A planned terror strike in Europe that Belgian police claim to have foiled on Thursday was linked to al-Qaeda, authorities say. Some of the 14 suspects arrested had recently traveled to Pakistan and Afghanistan, officials said, and had planned to launch a suicide strike although the target remains unknown. "When you have people returning from Afghanistan, as most of these people had, they're sufficiently hard-core that the question isn't whether they'll be undertaking plotting activity but when, and in what form," said a European counterterrorism official with knowledge of the case. "What's important for us to learn is, if the Taliban or their al-Qaeda allies decide to strike us today, who are they going to do it with: their old European networks, [or] via Pakistani groups, jihadist organizations in North Africa or maybe other operatives? The situation evolves constantly, and we've got to keep up with it." (See TIME's top 10 crime stories of 2008.)
Thursday's raids were carried out in Brussels and the eastern city of Liege, where police confiscated computers, hard drives and at least one gun. Though Belgian authorities say they have no firm idea of exactly how, when or where an attack was to have been carried out, they decided to move on the group after learning that one member had recorded a farewell video to his family. "We don't know who the suicide bomber was targeting, but we know he was ready to go," says Lieve Pellens, spokeswoman for the Belgian Public Prosecutor. "He had said his goodbyes."
The arrest of the network which had been monitored by 80 police and antiterrorism officers working full-time since the start of the year, according to Pellens came just hours before leaders of the European Union were set to open a two-day summit in the Belgian capital. That meeting doesn't appear to have been a target of a plot whose details authorities say remain hazy. Still, Belgian officials said the decision to seize the group had become urgent to prevent the designated suicide bomber from possibly launching an attack before police could discover the target and stop him.
Still, some experts wonder whether the arrests were premature, given the lack of information on the plot. "Could more evidence have been obtained? Might a full plot with targets and the weapons of attack have materialized if more time had been taken to just sit, watch and listen?" asked the European counterterrorism official. "Was everyone [in this network] under watch back from Afghanistan and [are they all] now under arrest? If not, that's a problem."
That question reflects the resurgence of Pakistan and Afghanistan as prime destinations for aspiring Europe-based jihadists in search of training. Following the ouster of the Taliban and the scattering of al-Qaeda from Afghanistan in 2001, Iraq became the theater of choice for the volunteer jihadist, like 38-year-old Belgian convert Muriel Degauque, who blew herself up in an attack on U.S. troops north of Baghdad in November 2005.
"Now we're seeing growing numbers of European extremists turning up in the Afghan-Pakistan region again often aided by networks created specially to help them get there," confides a French intelligence official. "This isn't a return to the preSept. 11 situation, but it's certainly the closest to it we've seen since the fall of the Taliban."
Some of those arrested in Belgium connect with earlier episodes of al-Qaeda violence.
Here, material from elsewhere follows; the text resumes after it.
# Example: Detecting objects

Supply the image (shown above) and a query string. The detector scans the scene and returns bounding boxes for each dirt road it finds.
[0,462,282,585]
First among them is Malika El Aroud, a 48-year-old Belgian national whose Tunisian husband Abdessater Dahmane was one of two men recruited from Belgian extremist networks to assassinate Afghanistan's key anti-Taliban commander, Ahmed Shah Massoud, two days before 9/11. Since then, blogging under the pseudonym Oum Obeyda, El Aroud has been a fiery advocate for the jihadist cause, urging Muslim men and women to take up the fight.
Having become a conspicuous figure to which like-minded radicals tend to flock has made El Aroud of particular interest to investigators. In December she was among several people arrested, but eventually released, on suspicion that they were planning to break a convicted jihadist out of prison. If her visibility turns out to have aided Belgian cops in breaking up a jihadist plot, El Aroud's vocal radicalism may prompt future plotters to avoid her like the plague.
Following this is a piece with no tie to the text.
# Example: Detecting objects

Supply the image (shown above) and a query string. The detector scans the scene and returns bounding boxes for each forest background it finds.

"She is extreme in her beliefs and her expression of them, which makes a lot of things she says and those who rush to echo them on radical websites somewhat transparent," says the European official, who declined to say whether such web communications were part of what led to Thursday's arrests. "This group she's been arrested with were real in their intent. The big question now is, Will we learn everything about it and its direction that we could have?"